Tuberculosis (TB) is a global health challenge. Currently it is the 7th leading cause of death worldwide, and Nigeria ranks fourth amongst 22 high-burden countries for the disease. This study sought to appraise the direct and indirect costs borne by TB patients attending the Chest Clinics at the Lagos State University Teaching Hospital, Ikeja and Mainland Hospital, (formerly Infectious Disease Hospital), Yaba, both in Lagos, Nigeria.
A cross-sectional study was conducted in July 2008, recruiting all consenting TB patients that had commenced treatment at the Chest Clinics of the Lagos State University Teaching Hospital, Ikeja and Mainland Hospital, Yaba, Lagos, Nigeria. Data were collected with the aid of 205 pretested, self-administered questionnaires and analysed with the Statistical Package for the Social Sciences (SPSS, version 12.0; SPSS Inc. 2003). Long-run average costs were employed in accordance with the World Health Organisation’s (WHO) Guidelines for Cost and Cost-
Effectiveness Analysis of Tuberculosis Control, converting at US$1=N120.
Throughout the duration of treatment, the typical TB patient earned an annual income of fifteen thousand, seven hundred and ninety five thousand naira only (N15, 795), equivalent to about one hundred and thirty-two dollars (US$132) and spent 7% of this on transport fare to attend his clinic daily.
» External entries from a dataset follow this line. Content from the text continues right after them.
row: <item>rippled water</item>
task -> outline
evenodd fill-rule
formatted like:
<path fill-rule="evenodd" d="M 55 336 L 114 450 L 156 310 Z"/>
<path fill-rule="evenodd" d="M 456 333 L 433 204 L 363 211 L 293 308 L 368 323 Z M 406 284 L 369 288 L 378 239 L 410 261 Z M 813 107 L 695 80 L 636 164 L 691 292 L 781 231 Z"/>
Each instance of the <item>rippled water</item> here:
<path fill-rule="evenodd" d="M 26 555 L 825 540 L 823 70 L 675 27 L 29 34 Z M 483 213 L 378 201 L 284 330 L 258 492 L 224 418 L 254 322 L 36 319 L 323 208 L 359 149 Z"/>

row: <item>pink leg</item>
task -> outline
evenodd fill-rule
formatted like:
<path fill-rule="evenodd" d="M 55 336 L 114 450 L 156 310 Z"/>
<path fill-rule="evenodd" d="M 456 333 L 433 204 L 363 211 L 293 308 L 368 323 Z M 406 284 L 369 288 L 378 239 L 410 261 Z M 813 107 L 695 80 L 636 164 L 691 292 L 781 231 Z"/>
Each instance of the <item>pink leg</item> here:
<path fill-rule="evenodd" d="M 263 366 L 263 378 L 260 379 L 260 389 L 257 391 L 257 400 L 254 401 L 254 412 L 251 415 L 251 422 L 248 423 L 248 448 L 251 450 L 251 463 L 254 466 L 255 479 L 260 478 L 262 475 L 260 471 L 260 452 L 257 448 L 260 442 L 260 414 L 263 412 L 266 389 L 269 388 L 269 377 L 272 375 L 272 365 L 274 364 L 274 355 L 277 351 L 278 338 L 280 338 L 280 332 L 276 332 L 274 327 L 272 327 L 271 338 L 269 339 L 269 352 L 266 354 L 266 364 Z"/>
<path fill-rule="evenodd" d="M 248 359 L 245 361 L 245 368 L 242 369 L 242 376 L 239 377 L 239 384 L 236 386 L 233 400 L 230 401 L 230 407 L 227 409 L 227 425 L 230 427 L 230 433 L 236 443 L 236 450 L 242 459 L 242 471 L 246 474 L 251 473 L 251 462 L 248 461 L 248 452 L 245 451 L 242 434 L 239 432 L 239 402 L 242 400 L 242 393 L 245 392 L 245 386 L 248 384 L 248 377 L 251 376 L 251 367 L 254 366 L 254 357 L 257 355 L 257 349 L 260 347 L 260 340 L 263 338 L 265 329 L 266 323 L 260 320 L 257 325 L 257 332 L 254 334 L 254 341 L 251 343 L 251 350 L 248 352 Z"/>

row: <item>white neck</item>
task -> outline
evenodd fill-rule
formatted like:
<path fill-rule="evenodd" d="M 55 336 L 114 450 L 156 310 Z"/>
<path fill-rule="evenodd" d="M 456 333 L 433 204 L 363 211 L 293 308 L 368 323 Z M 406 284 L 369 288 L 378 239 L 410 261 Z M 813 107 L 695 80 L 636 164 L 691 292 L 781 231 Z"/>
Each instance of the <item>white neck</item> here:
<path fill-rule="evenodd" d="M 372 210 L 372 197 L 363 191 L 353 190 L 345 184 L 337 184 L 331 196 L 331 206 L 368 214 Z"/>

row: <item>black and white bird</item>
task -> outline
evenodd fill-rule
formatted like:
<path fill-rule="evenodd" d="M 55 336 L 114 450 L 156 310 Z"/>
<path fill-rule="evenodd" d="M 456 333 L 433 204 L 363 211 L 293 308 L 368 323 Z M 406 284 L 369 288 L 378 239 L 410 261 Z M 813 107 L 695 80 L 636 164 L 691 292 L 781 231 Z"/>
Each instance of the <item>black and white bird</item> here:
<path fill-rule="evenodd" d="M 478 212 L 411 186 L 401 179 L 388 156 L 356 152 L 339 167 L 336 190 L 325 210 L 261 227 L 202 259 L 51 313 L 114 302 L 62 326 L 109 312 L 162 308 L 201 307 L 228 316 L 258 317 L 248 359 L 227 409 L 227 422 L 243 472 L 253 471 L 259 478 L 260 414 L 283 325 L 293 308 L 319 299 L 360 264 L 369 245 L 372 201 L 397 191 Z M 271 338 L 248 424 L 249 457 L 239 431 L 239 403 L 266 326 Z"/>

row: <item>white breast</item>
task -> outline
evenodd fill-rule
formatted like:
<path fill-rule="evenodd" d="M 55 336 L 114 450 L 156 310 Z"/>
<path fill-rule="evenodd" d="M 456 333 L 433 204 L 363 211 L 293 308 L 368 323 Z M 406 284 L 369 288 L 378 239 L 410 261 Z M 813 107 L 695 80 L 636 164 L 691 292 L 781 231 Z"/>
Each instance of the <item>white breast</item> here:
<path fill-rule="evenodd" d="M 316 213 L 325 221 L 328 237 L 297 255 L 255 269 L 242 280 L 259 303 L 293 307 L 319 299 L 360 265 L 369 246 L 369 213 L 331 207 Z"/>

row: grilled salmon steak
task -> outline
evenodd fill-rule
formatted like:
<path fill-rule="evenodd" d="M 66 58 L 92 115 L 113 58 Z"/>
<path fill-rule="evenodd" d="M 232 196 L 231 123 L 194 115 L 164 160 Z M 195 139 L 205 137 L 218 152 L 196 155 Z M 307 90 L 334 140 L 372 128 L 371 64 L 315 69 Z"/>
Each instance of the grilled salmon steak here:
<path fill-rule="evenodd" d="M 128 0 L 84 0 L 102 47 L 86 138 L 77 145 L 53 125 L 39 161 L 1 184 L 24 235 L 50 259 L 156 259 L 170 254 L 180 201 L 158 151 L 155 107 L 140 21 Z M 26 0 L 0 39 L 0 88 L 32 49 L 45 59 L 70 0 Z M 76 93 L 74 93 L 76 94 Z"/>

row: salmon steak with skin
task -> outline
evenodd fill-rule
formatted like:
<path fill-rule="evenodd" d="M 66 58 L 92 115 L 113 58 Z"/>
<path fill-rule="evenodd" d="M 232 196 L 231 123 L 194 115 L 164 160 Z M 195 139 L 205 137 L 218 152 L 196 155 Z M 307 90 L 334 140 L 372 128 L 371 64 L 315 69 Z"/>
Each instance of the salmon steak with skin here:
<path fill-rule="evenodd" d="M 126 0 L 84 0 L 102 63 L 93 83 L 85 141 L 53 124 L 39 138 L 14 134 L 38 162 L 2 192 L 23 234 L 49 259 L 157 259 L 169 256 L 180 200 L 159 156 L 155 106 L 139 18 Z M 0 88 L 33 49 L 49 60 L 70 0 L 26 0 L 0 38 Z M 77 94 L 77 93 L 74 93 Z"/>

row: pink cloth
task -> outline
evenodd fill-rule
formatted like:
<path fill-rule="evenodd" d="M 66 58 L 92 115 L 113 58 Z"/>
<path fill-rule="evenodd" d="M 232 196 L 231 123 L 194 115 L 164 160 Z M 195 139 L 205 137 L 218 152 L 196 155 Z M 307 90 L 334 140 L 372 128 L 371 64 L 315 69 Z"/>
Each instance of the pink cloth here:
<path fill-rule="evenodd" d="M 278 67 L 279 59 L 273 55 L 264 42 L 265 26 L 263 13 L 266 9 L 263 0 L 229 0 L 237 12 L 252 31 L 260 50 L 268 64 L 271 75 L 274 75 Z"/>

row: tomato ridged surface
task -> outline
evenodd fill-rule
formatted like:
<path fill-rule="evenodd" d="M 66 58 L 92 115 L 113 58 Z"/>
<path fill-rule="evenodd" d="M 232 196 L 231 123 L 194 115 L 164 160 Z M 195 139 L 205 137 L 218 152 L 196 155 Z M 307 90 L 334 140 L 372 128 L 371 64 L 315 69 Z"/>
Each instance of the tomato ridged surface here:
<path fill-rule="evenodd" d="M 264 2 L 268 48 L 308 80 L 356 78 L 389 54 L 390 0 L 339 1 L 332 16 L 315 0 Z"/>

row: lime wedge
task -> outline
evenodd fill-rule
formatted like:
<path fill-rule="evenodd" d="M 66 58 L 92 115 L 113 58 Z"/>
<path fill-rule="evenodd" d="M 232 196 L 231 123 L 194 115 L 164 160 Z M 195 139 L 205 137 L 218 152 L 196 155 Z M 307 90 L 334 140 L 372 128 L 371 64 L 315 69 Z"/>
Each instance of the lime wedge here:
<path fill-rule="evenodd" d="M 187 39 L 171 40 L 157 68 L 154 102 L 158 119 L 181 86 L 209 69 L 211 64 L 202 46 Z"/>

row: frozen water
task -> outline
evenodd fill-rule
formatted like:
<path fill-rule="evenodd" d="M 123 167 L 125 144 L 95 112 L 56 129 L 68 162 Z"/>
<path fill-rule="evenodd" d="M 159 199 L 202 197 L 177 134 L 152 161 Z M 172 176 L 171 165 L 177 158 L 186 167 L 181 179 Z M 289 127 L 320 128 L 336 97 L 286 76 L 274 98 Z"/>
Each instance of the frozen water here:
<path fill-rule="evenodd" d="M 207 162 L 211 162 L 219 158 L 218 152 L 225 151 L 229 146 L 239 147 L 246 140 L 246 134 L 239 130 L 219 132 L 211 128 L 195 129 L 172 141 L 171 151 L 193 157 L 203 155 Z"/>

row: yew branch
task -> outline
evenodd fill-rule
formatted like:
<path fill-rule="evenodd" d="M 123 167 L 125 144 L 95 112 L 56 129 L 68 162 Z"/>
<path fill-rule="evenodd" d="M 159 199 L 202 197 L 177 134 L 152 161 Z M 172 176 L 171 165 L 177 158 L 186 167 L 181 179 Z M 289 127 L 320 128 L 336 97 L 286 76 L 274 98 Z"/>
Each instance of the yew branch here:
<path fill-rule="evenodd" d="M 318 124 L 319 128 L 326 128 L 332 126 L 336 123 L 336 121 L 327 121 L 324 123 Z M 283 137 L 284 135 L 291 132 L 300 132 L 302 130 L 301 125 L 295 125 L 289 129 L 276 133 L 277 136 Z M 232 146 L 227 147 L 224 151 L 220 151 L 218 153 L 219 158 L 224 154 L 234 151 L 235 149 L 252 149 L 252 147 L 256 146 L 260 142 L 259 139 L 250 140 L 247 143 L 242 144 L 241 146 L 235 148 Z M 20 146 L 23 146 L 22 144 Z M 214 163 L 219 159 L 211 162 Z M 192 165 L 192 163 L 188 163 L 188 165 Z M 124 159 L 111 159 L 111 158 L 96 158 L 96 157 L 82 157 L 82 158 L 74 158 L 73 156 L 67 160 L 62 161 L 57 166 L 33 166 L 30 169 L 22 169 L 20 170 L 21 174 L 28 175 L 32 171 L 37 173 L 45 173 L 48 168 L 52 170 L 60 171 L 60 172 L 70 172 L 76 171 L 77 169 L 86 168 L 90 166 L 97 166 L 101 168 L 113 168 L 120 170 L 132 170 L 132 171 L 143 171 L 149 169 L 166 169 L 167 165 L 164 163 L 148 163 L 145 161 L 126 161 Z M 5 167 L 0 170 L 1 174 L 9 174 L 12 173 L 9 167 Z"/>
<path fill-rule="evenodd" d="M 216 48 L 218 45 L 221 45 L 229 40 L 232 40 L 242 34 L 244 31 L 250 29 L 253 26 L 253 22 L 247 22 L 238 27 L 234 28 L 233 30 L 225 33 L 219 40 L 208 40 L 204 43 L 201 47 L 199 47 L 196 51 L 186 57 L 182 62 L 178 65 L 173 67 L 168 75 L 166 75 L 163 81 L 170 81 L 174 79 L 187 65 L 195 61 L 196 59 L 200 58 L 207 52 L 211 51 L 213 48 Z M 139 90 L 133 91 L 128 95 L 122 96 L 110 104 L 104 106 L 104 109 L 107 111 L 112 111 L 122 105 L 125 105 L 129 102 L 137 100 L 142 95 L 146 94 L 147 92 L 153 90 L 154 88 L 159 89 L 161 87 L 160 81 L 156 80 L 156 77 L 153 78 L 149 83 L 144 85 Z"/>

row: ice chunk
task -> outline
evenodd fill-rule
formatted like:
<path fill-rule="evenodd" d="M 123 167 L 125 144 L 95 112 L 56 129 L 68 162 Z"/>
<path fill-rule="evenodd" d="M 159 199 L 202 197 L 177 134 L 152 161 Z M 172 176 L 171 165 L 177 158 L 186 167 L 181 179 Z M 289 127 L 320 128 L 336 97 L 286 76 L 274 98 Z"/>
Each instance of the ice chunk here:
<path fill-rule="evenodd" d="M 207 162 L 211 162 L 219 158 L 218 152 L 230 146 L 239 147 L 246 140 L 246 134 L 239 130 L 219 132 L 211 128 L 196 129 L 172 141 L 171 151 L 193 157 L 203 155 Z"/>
Direct costs (medical and non-medical) ranged between US$113 and US$401 with an average of US$161.28. This equates to 10% of the typical patient’s annual income (123% of the mean monthly income). Mean number of days lost from work due to TB was 45. TB disrupted working relationships, threatened jobs and led to actual loss of jobs (8%). Patients also lost about 13% of their annual income (US$199) in indirect costs.
Direct and indirect costs of TB are exorbitant in Nigeria, and are especially due to poor social infrastructure and transport facilities.